Saadiah Uluputty Soroti Mahal Tiket Pesawat Domestik, Dinilai Hambat Konektivitas Nasional

Oleh Aditya Yohan
SHARE   :

Saadiah Uluputty Soroti Mahal Tiket Pesawat Domestik, Dinilai Hambat Konektivitas Nasional
Foto: (Sumber: Anggota Komisi V DPR RI, Saadiah Uluputty. Foto: Oji/Karisma)

Pantau - Anggota Komisi V DPR RI Saadiah Uluputty menilai akses transportasi udara yang terjangkau masih menjadi pekerjaan rumah besar dalam pembangunan konektivitas nasional akibat tingginya harga tiket pesawat domestik.

Keluhan Publik dan Dampak Keadilan Sosial

Saadiah Uluputty menyebut mahalnya tiket pesawat domestik telah menjadi keluhan publik yang berulang dan menggerus hak masyarakat atas mobilitas yang adil dan terjangkau.

Ia menilai harga penerbangan domestik dalam sejumlah kasus justru lebih mahal dibandingkan penerbangan internasional dengan jarak tempuh yang relatif dekat.

Saadiah Uluputty menyampaikan, “Kondisi ini tentu tidak ideal. Penerbangan domestik seharusnya menjadi sarana pemersatu bangsa, bukan justru menjadi moda transportasi yang sulit dijangkau oleh masyarakat luas,” ungkapnya.

Pernyataan tersebut disampaikan dalam keterangan tertulis yang diterima Parlementaria di Jakarta pada Selasa, 21 Januari 2026.

Faktor Struktural dan Dorongan Penyesuaian Kebijakan

Saadiah Uluputty menjelaskan mahalnya tiket penerbangan domestik dipengaruhi berbagai faktor struktural, mulai dari tingginya harga avtur hingga beban pajak dan pengenaan PPN pada tiket serta bahan bakar penerbangan domestik.

Ia juga menyoroti biaya perawatan pesawat yang masih bergantung pada komponen impor sebagai faktor yang ikut mendorong kenaikan harga tiket.

Saadiah Uluputty menegaskan, “Biaya avtur yang tinggi, pengenaan PPN pada tiket dan bahan bakar penerbangan domestik, serta mahalnya biaya maintenance karena komponen impor, semuanya berkontribusi pada harga tiket yang akhirnya dirasakan langsung oleh masyarakat,” ujarnya.

Menurutnya, transportasi udara memiliki peran strategis dalam membuka akses ekonomi daerah, mendukung sektor pariwisata, mempercepat distribusi barang dan jasa, serta mendorong pemerataan pembangunan nasional.

Saadiah menilai kebijakan tarif penerbangan tidak boleh dilihat dari sisi bisnis semata, melainkan harus menempatkan aspek pelayanan publik dan keadilan sosial sebagai pertimbangan utama.
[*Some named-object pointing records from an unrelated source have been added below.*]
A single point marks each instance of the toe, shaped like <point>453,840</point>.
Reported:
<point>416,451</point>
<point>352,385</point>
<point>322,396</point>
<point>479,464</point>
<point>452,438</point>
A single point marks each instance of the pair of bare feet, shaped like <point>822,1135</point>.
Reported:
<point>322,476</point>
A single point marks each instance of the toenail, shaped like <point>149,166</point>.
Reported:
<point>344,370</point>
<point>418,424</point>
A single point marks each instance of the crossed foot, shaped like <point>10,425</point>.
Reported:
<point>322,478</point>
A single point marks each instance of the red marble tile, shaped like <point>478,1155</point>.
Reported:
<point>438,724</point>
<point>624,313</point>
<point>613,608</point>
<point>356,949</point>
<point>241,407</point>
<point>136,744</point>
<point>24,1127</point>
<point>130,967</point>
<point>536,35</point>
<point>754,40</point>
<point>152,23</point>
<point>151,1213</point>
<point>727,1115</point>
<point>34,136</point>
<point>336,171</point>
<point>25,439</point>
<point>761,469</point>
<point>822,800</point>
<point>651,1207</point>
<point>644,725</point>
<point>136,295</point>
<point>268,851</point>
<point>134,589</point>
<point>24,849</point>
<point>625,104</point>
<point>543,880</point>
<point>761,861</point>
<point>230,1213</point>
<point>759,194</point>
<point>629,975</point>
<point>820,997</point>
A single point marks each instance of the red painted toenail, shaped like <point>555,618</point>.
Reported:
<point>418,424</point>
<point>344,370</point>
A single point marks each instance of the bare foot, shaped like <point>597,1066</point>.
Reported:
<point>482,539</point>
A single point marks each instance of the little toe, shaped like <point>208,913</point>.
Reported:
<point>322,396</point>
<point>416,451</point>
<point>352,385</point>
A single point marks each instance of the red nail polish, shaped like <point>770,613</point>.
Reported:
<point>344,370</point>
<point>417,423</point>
Ia menyampaikan, “Bagi banyak daerah, terutama di Indonesia Timur dan wilayah kepulauan, pesawat bukan sekadar pilihan, tapi kebutuhan utama. Ketika tiket mahal, maka akses masyarakat terhadap pendidikan, kesehatan, dan ekonomi juga ikut terhambat,” tegasnya.

Sebagai anggota Komisi V DPR RI, Saadiah Uluputty mendorong pemerintah melakukan penyesuaian kebijakan penerbangan melalui evaluasi tarif batas atas dan batas bawah serta peninjauan ulang beban fiskal penerbangan domestik.
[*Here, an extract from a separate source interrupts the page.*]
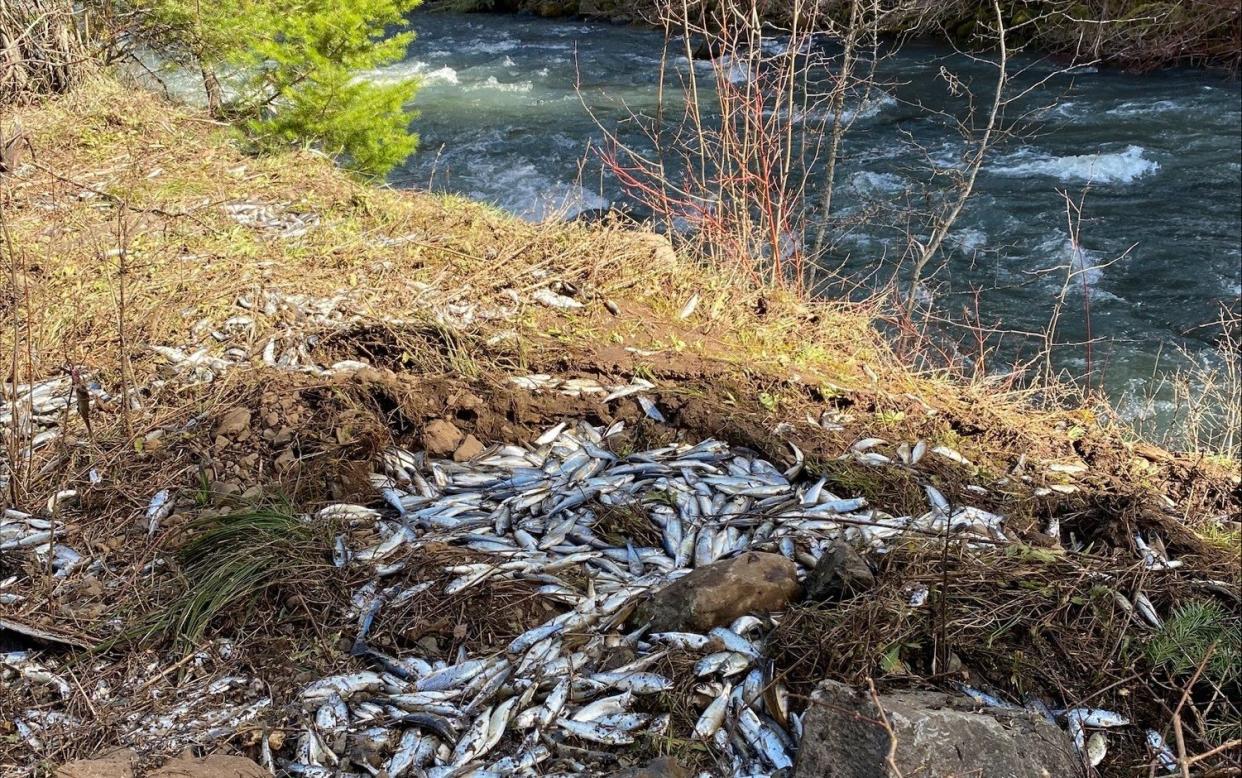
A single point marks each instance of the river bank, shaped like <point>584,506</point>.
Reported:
<point>1129,35</point>
<point>1144,293</point>
<point>230,361</point>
Ia berharap ada langkah konkret agar harga tiket pesawat domestik lebih terjangkau dengan kebijakan yang berpihak pada kepentingan masyarakat luas.
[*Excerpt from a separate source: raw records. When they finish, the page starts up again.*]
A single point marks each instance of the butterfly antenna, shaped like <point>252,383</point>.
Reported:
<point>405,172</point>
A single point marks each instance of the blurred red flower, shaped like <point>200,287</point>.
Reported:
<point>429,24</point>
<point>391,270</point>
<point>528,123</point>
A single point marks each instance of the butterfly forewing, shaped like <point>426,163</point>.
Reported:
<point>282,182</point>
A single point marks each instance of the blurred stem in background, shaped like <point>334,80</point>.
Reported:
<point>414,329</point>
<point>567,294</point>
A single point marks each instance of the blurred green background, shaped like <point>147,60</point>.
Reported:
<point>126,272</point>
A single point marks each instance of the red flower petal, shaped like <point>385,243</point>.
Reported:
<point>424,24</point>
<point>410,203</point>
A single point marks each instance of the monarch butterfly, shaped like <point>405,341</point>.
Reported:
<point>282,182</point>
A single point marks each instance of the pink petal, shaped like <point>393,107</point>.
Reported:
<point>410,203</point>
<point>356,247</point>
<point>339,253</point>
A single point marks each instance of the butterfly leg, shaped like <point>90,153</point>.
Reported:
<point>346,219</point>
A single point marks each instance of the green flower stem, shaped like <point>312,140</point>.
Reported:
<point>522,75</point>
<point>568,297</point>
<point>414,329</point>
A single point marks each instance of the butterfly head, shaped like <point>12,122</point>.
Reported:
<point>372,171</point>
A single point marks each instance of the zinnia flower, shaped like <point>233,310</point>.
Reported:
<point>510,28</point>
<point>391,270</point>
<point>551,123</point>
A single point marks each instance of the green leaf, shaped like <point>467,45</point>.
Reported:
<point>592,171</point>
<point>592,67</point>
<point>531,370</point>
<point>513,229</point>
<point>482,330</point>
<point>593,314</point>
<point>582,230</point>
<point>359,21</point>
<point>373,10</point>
Saadiah Uluputty menegaskan, “Kami berharap pemerintah dapat melakukan penyesuaian harga tiket penerbangan domestik agar lebih terjangkau. Penerbangan domestik membawa manfaat yang sangat besar bagi konektivitas nasional, pertumbuhan pariwisata, dan perekonomian daerah. Sudah saatnya akses udara menjadi lebih adil dan inklusif bagi seluruh rakyat Indonesia,” pungkasnya.